Holiday Childcare Survey

Published today, Coram Family and Childcare’s 15th annual Holiday Childcare Survey, the country’s most comprehensive survey of holiday childcare costs, reveals that working parents will have to find £828 on average for six weeks of holiday childcare per child. This means families have to find an extra £484 to cover the summer holidays compared to term time childcare.

This can be a huge financial pressure for low income families who rely on Universal Credit to help with their childcare costs, as this support is paid in arrears meaning they have to find the money to cover these higher costs up front, pushing many into debt.

Parents also face a ‘postcode lottery’ with huge variation in the costs of holiday childcare across the country. Holiday childcare costs are highest in the South East, at an average of £162 per week per child, 37% higher than the North West, where childcare costs are lowest, at £119 per week. There are large differences even between neighbouring regions – for example holiday childcare costs are 21% higher in the North East (£144) compared to the North West (£119).

In addition to rising costs, the survey also highlights the substantial gaps in the availability of holiday childcare, as only one in three (31%) local authorities in England reports having enough holiday childcare for all parents in their area who work full time. This gap is even bigger for parents of children with disabilities, with less than a fifth (17%) of local authorities able to provide enough holiday childcare to meet their needs.

Coram Family and Childcare is calling for urgent Government reform on school age childcare to address the acute shortages and improve existing support for families. The Government introduced a ‘right to request’ policy in 2016 which allows parents to request that their child’s school provides childcare or opens up their facilities for another provider to do so. However, today’s research reveals that just 4% of local authorities say this policy has had a positive effect on the availability of holiday childcare – a figure that remains unchanged since last summer.
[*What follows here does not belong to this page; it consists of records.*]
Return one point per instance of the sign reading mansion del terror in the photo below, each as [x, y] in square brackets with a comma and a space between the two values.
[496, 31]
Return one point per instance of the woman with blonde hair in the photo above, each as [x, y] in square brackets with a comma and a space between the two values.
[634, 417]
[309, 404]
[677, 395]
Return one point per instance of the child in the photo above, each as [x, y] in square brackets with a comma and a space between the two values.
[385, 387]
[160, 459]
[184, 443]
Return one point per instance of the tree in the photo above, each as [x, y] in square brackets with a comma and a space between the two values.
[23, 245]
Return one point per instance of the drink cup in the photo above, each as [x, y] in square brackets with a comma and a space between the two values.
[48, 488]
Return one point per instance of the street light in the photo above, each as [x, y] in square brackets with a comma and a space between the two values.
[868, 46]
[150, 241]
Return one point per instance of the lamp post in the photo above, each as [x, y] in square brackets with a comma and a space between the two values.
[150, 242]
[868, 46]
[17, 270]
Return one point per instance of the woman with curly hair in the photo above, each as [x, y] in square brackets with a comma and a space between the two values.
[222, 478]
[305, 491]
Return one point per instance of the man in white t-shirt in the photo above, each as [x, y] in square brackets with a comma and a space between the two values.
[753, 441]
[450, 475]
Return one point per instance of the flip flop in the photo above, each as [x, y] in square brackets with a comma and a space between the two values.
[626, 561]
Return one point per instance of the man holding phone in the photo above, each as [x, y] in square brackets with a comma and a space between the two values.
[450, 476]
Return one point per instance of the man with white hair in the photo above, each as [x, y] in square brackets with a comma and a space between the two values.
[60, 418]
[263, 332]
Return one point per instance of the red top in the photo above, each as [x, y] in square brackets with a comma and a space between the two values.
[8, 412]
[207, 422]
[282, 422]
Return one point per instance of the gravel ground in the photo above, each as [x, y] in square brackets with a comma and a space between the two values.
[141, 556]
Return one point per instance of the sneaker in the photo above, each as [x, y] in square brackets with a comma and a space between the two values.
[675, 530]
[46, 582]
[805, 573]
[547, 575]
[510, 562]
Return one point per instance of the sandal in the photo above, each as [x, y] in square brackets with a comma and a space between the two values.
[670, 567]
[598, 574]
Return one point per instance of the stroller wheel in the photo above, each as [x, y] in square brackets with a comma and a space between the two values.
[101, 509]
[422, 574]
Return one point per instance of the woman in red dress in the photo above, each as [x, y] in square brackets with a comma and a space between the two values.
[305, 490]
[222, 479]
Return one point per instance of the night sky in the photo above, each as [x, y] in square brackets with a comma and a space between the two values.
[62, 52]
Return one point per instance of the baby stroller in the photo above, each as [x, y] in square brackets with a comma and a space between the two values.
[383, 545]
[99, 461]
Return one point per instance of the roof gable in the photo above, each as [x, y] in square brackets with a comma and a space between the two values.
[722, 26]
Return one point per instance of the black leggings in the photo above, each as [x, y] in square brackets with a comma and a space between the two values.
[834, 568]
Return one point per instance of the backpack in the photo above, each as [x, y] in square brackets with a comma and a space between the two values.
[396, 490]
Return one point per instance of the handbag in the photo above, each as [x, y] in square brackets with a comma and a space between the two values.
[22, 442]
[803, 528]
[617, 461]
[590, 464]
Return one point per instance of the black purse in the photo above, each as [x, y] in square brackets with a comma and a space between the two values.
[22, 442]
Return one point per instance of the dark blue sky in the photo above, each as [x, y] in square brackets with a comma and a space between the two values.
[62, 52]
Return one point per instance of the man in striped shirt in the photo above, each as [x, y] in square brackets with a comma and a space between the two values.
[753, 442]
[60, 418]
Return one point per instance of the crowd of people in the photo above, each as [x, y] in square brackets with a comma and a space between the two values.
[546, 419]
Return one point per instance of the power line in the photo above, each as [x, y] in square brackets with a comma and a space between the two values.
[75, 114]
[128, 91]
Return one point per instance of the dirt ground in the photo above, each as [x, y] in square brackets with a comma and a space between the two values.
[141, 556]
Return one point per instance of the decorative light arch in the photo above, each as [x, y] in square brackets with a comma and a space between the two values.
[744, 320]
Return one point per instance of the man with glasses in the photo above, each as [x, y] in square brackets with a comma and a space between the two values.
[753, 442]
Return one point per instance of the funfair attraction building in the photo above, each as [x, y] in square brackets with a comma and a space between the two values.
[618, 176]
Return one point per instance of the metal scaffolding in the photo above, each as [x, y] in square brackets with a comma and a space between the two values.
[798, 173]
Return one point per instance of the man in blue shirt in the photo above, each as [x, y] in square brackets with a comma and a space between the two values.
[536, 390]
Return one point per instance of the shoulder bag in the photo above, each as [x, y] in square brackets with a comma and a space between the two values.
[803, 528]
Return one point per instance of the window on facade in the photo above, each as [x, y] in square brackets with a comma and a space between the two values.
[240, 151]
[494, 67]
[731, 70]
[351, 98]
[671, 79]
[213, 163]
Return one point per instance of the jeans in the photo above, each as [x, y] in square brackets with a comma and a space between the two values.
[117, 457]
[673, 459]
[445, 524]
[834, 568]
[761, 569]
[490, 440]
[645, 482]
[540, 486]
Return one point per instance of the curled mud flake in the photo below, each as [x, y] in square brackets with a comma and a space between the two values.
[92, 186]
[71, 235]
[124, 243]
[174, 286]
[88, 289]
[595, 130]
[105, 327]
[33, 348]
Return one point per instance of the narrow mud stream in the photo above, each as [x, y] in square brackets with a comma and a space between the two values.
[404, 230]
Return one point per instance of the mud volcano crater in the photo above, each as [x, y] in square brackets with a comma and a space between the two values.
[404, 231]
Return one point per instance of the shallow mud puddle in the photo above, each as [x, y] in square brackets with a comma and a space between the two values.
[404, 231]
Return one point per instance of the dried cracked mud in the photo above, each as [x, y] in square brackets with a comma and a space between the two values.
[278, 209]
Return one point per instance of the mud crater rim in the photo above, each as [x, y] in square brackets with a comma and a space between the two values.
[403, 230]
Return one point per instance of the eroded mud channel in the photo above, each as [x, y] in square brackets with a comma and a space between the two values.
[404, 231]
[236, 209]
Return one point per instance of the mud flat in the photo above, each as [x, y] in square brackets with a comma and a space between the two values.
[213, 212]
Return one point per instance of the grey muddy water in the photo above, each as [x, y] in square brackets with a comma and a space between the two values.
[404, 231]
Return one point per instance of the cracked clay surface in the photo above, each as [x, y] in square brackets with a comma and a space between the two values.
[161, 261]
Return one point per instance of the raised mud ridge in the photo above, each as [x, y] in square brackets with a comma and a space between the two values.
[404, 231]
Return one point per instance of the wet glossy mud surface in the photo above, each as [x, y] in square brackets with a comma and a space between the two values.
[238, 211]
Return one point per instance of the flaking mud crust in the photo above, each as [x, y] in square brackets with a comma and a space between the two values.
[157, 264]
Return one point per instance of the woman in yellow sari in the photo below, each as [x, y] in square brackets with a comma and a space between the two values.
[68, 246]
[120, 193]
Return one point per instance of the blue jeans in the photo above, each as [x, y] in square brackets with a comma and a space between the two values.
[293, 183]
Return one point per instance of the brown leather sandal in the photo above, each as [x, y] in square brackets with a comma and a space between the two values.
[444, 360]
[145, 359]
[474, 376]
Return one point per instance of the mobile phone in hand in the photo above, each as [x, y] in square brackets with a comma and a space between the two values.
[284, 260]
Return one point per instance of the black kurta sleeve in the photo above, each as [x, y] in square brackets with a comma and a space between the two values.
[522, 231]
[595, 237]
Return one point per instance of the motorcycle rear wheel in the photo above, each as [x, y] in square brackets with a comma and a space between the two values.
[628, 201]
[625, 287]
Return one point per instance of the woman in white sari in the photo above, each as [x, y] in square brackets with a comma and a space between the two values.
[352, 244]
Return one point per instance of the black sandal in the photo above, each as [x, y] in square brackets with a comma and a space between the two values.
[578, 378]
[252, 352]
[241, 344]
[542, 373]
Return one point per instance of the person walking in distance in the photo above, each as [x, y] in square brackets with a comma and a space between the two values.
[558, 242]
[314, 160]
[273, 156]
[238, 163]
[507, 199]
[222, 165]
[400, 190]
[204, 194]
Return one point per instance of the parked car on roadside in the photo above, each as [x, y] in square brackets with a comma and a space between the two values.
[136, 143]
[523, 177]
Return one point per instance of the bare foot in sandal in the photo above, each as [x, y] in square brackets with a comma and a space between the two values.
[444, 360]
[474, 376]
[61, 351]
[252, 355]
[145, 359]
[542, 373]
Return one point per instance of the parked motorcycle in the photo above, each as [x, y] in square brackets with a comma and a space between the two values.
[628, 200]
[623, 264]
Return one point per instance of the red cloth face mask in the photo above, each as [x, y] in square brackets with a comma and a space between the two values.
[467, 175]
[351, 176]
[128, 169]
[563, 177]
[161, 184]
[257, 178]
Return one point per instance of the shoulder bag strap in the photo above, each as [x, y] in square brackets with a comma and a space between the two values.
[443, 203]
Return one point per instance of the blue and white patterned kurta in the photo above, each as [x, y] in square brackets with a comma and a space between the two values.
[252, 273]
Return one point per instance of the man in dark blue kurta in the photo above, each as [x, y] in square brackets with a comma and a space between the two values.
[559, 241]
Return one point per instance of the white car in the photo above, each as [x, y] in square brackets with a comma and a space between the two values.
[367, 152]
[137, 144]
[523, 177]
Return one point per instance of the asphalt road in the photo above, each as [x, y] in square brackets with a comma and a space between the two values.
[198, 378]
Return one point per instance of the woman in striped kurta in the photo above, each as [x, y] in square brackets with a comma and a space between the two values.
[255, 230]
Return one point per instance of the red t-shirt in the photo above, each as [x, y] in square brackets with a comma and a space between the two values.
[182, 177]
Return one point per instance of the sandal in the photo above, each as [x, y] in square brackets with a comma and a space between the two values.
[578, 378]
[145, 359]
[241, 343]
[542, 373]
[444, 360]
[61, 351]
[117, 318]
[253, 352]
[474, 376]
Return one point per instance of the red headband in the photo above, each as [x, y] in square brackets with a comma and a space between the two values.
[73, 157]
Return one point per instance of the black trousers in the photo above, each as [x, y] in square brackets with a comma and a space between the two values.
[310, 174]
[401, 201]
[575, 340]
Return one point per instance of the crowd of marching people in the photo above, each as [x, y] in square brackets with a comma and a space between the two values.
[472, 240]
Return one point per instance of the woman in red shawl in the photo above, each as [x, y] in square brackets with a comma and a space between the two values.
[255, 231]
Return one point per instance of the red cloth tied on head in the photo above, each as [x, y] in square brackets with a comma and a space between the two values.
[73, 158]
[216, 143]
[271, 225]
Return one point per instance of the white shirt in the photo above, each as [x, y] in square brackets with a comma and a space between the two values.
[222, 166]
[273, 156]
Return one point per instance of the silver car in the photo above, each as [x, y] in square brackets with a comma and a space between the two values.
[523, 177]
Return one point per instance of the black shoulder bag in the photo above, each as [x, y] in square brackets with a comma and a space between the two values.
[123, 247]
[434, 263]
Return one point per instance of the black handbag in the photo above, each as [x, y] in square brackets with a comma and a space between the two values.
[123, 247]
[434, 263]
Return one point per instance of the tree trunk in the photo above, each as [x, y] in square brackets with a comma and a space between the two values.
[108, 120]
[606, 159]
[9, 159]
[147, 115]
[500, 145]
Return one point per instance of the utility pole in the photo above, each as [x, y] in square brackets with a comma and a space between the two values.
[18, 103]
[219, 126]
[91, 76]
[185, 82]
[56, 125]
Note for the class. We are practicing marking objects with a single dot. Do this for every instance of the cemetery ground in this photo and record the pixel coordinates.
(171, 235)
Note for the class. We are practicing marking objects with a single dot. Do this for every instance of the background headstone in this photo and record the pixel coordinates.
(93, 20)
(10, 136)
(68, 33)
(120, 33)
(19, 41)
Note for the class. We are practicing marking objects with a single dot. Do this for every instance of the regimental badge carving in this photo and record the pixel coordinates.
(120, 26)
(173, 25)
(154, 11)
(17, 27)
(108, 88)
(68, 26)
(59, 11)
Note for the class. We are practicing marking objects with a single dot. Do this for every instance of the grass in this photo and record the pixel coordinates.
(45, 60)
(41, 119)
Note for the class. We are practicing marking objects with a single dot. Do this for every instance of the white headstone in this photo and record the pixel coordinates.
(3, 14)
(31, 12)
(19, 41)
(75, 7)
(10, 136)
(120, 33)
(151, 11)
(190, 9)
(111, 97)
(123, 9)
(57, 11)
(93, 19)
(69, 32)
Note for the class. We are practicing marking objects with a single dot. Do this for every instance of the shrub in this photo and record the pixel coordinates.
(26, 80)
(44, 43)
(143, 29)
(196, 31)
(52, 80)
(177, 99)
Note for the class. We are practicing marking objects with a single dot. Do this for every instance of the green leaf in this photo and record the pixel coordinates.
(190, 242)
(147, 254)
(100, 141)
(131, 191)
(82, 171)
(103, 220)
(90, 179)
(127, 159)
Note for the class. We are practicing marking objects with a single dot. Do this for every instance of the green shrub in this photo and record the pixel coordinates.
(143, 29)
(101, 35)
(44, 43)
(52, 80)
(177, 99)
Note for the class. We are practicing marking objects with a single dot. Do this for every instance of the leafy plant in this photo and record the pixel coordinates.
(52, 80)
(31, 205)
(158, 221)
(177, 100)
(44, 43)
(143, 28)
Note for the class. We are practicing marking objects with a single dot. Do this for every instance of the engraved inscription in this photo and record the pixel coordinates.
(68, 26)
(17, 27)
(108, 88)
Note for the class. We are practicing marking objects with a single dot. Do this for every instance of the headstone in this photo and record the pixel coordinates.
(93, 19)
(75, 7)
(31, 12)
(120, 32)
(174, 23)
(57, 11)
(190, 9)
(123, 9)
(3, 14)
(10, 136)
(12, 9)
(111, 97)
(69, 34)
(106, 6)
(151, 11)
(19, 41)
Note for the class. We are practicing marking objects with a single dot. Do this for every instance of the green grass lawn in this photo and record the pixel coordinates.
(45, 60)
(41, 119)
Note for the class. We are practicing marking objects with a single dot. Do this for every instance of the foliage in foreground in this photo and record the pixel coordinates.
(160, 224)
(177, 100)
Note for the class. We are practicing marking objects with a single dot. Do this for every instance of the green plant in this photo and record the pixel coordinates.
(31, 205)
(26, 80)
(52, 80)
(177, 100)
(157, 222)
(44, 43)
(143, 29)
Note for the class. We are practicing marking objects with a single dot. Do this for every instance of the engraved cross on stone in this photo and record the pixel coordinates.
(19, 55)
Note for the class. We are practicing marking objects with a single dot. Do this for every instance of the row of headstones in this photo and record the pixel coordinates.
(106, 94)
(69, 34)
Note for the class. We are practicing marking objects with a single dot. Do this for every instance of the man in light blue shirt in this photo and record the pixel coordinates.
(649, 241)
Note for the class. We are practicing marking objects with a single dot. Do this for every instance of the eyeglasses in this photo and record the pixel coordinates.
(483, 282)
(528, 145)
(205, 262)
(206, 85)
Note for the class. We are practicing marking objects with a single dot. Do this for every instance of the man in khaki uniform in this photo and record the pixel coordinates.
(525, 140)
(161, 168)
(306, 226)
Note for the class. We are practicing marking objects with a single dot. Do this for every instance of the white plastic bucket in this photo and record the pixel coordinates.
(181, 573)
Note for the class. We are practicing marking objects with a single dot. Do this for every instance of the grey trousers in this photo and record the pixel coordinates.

Megan Jarvie, Head of Coram Family and Childcare, said: “Working families are being left with few options this summer. The high price and low availability of childcare means that many struggle to stay in work, or can end up paying to work. Families need to see urgent action to fill the gaps in availability and financial support.”

Christine, a mum who has recently gone from full time to part time work, said: “Holiday childcare is too expensive and there is not enough of it. This has had a real impact on our family life over the summer because I have had to split my holidays with my partner to make sure that one of us is available to take care of our child.

“As a result, we are not able to spend as much time together as a family as we would like. And even then, our annual leave never covers all the holidays and does not include the inset days. In the past my child has attended a private holiday childcare programme which provided stimulating activities for the children such as visiting museums and baking but it was extremely expensive. This limits our family holidays as the money we would spend has all gone towards childcare.”